MaxServ / t3ext-fal_s3

S3 driver for FAL
GNU General Public License v2.0
13 stars 11 forks source link

Using S3Client->copyObject leads to inconsistent stream wrapper cache #49

Open maechler opened 5 years ago

maechler commented 5 years ago

We recently observed an issue where some processed files would not show up (403 Forbidden) in the frontend because they did not exist anymore in the S3 bucket. Clearing the frontend cache resolved the issue, however files kept disappearing afterwards.

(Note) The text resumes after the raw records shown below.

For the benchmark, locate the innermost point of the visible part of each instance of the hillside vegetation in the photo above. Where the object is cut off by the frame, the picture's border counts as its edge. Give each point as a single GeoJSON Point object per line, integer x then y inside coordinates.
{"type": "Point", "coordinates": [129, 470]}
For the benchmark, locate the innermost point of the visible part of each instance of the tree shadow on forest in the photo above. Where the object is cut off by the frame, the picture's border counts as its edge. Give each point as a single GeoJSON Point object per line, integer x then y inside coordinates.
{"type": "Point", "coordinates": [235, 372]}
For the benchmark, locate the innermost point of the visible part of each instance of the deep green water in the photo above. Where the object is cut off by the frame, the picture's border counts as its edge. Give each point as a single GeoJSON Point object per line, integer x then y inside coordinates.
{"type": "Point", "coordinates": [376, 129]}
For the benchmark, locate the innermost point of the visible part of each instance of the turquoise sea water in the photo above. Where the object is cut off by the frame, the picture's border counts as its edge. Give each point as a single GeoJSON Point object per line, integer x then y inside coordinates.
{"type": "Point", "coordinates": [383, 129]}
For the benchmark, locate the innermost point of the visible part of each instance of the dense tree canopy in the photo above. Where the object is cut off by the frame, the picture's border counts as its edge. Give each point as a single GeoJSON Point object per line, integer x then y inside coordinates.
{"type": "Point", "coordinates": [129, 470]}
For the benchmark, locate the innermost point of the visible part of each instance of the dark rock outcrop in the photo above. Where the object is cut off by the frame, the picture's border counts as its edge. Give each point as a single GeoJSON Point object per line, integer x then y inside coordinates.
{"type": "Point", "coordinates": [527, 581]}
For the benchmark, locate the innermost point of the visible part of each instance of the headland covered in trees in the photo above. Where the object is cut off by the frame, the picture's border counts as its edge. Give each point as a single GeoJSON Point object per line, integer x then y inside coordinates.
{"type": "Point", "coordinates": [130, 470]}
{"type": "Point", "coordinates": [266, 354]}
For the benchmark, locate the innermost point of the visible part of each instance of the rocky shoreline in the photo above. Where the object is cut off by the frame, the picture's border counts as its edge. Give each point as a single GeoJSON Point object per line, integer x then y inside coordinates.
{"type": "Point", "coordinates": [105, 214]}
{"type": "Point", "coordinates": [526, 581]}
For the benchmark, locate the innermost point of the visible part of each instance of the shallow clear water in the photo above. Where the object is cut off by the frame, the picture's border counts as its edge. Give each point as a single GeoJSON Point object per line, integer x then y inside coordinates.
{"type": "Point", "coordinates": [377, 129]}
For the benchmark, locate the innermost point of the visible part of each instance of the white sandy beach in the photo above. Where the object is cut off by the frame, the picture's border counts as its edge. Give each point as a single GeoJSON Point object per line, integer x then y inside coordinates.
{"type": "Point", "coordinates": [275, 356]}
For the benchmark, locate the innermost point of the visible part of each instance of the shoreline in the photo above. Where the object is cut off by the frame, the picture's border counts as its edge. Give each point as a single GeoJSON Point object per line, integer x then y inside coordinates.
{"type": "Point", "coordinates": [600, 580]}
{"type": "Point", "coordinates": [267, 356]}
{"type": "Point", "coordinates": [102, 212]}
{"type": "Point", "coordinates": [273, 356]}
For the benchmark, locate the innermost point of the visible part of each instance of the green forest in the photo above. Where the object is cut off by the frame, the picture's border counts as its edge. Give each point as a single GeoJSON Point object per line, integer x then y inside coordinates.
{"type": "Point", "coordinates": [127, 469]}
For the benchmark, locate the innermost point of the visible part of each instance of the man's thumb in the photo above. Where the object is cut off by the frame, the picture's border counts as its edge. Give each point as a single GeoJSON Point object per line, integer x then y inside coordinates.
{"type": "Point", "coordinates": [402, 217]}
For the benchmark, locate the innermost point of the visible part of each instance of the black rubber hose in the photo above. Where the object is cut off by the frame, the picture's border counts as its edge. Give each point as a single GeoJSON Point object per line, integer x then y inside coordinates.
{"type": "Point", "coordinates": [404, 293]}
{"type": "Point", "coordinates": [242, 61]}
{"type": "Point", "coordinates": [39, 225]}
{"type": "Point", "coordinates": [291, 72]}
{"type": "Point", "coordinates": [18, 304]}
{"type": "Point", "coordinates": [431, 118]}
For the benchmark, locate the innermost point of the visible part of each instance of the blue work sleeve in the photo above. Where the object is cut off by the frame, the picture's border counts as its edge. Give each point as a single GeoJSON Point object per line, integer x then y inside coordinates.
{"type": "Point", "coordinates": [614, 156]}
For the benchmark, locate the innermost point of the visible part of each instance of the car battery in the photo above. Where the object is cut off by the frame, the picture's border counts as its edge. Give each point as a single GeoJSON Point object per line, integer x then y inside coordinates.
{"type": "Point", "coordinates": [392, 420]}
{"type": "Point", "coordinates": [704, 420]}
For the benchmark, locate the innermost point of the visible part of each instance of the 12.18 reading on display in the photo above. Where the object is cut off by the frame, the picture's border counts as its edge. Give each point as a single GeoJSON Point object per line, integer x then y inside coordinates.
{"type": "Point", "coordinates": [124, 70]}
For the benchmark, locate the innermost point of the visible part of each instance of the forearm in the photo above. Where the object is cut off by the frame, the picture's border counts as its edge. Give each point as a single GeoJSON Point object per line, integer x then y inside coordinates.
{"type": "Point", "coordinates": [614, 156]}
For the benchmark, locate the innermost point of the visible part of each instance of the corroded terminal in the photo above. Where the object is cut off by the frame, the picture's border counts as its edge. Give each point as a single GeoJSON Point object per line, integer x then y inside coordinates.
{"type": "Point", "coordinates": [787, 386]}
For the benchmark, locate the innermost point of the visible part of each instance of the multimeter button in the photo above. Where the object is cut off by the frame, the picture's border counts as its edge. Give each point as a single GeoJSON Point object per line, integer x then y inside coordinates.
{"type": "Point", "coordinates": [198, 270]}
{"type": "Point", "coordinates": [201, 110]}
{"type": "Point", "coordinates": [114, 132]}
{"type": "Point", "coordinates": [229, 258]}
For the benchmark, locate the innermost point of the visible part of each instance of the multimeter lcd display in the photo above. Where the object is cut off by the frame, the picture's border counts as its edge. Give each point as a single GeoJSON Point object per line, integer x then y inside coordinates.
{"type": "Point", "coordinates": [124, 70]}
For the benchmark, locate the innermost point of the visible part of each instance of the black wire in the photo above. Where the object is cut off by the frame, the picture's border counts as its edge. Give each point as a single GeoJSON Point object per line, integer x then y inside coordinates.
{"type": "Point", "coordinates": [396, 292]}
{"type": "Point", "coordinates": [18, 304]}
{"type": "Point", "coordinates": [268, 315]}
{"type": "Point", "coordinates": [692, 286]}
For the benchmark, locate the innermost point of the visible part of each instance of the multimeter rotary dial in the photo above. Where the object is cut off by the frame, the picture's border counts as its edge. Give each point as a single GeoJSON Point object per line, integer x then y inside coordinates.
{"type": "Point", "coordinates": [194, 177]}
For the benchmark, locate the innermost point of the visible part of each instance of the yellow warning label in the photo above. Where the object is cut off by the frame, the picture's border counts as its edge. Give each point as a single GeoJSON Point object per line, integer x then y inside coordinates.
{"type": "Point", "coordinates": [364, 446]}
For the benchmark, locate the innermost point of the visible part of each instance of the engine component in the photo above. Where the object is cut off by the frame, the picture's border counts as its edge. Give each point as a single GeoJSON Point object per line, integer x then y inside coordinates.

We tracked the issue down to a cache inconsistency caused by $client->copyObject. When an object is copied using $client->copyObject its modified time in the S3 bucket gets updated. The registered stream wrapper cache MaxServ\FalS3\Driver\Cache however is not cleared for that object. Because the modified time is part of the checksum used for processed files, this can lead to the observed behaviour.

The underlying problem lies within the AWS SDK library. I already created an issue describing the details: https://github.com/aws/aws-sdk-php/issues/1758

However I do not know how fast (if at all) this will be solved. Possible workarounds for the FAL S3 extension could be:

1) Replace $client->copyObject with copy(). I have not tested this, but I would hope that the stream wrapper cache gets cleared using copy(). 2) Store a reference to MaxServ\FalS3\Driver\Cache and clear the cache manually for the corresponding object after $client->copyObject.

I would be happy to create a pull request to solve this issue. However I do not know what exactly the call to $client->copyObject is used for. I would really appreciate if you could have a look at this issue.

https://github.com/MaxServ/t3ext-fal_s3/blob/d30a59949163422240a44245c960067c0a0d4857/Classes/CacheControl/RemoteObjectUpdater.php#L152-L160

maechler commented 5 years ago

@arnoschoon Could you please have a look at this and https://github.com/aws/aws-sdk-php/issues/1758?

maechler commented 5 years ago

@helhum @rvollebregt @haassie Is there anybody out there?

macjohnny commented 5 years ago

any update here?

arnoschoon commented 5 years ago

Hi Markus and Esteban,

the reason we implemented copyObject in the first place is to update the objects' metadata (CacheControl in this case). As far as I'm aware the stream wrapper doesn't support passing metadata along, let alone modifying an object without actually touching the body (eg. without downloading/uploading the whole thing).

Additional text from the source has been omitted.